Hsu also told the story of 60-year-old Chiou Ho-shun (邱和順), who was sentenced to death in 1989 for murder, following an extremely flawed and unfair trial. Chiou has been behind bars for 31 years, the last eight of which have been on death row.
That afternoon, I headed an FIDH international delegation that visited the Taipei Detention Center, where Chiou is incarcerated. Our delegation also saw the execution site, and held a productive meeting with prison authorities and officials from the Agency of Corrections.
I cannot hide that spending time at the execution site was among the darkest and most important moments of my human rights work.
Chiou, along with 22 other death row inmates at the detention center, could be executed at any time. The detention center told us that death row inmates receive 30 minutes’ notice before being taken to the facility’s execution site. In many cases, family members are only informed after the execution, which is carried out by being shot to death with a handgun.
Hearing about Chiou’s judicial odyssey and the visit to the detention center reaffirmed my conviction that the death penalty is a cruel and barbaric punishment that violates every aspect of human dignity. I find it difficult to reconcile that a modern and vibrant democracy like Taiwan retains such an outdated and inhumane practice.
At the very least, Tsai should establish an immediate moratorium on all executions as a key step toward the complete abolition of capital punishment. Chiou and all other death row inmates in Taiwan should no longer live in fear of a looming execution.

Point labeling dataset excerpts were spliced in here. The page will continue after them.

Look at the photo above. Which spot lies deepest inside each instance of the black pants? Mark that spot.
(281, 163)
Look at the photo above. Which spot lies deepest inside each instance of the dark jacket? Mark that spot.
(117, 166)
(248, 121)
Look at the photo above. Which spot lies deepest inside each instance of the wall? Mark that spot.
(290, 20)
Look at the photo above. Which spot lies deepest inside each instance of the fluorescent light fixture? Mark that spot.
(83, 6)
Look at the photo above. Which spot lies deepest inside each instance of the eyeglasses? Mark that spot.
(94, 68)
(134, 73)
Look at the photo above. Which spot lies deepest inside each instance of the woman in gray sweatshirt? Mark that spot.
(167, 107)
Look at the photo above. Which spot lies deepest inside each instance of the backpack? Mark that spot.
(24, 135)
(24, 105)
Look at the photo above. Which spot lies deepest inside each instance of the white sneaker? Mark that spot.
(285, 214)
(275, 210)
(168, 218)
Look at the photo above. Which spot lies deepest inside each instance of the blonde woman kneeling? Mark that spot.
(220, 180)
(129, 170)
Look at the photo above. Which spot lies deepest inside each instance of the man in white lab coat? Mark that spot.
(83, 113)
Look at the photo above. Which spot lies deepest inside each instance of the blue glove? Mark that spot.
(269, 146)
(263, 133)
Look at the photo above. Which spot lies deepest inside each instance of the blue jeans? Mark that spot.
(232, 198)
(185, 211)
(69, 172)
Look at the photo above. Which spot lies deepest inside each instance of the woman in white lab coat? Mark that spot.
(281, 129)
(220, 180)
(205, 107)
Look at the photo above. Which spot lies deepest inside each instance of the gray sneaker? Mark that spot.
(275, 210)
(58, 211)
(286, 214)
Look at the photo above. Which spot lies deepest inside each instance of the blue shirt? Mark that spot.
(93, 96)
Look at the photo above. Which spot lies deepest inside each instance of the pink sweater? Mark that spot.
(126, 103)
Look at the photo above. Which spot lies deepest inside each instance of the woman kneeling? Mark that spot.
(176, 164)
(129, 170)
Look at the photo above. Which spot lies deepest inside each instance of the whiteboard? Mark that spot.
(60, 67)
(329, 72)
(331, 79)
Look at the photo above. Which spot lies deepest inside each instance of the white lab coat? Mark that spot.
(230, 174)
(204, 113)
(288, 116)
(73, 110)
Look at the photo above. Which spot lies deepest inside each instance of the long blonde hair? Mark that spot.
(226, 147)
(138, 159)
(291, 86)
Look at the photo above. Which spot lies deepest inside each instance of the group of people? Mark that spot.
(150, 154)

When it comes to human rights, Taiwan has shown that it can be a pioneer. Earlier this year, Taiwan became the first country in Asia to legalize same-sex marriage. The nation now has an opportunity to demonstrate that it can be a regional human rights leader by abolishing capital punishment.
It is true that important changes often provoke feelings of insecurity among societies. Yet, Taiwanese have nothing to fear from the abolition of the death penalty. When then-French president Francois Mitterrand abolished the death penalty in 1981, public opinion was not in favor of the move. Today in France, no one is in favor of reintroducing the death penalty, apart from followers of the far-right.
Generally, in countries that have abolished the death penalty, public opinion has never demanded a reintroduction of capital punishment, because citizens realize that its abolition changes nothing in their daily lives. Without the death penalty, Taiwan will only be a more just and rights-respecting country.
I sincerely hope that holding the FIDH congress in Taiwan has created the momentum needed to create a society that is more respectful of human dignity.
It is all about dignity. How can you teach that killing is wrong by killing?
Dimitris Christopoulos is the president of the International Federation for Human Rights.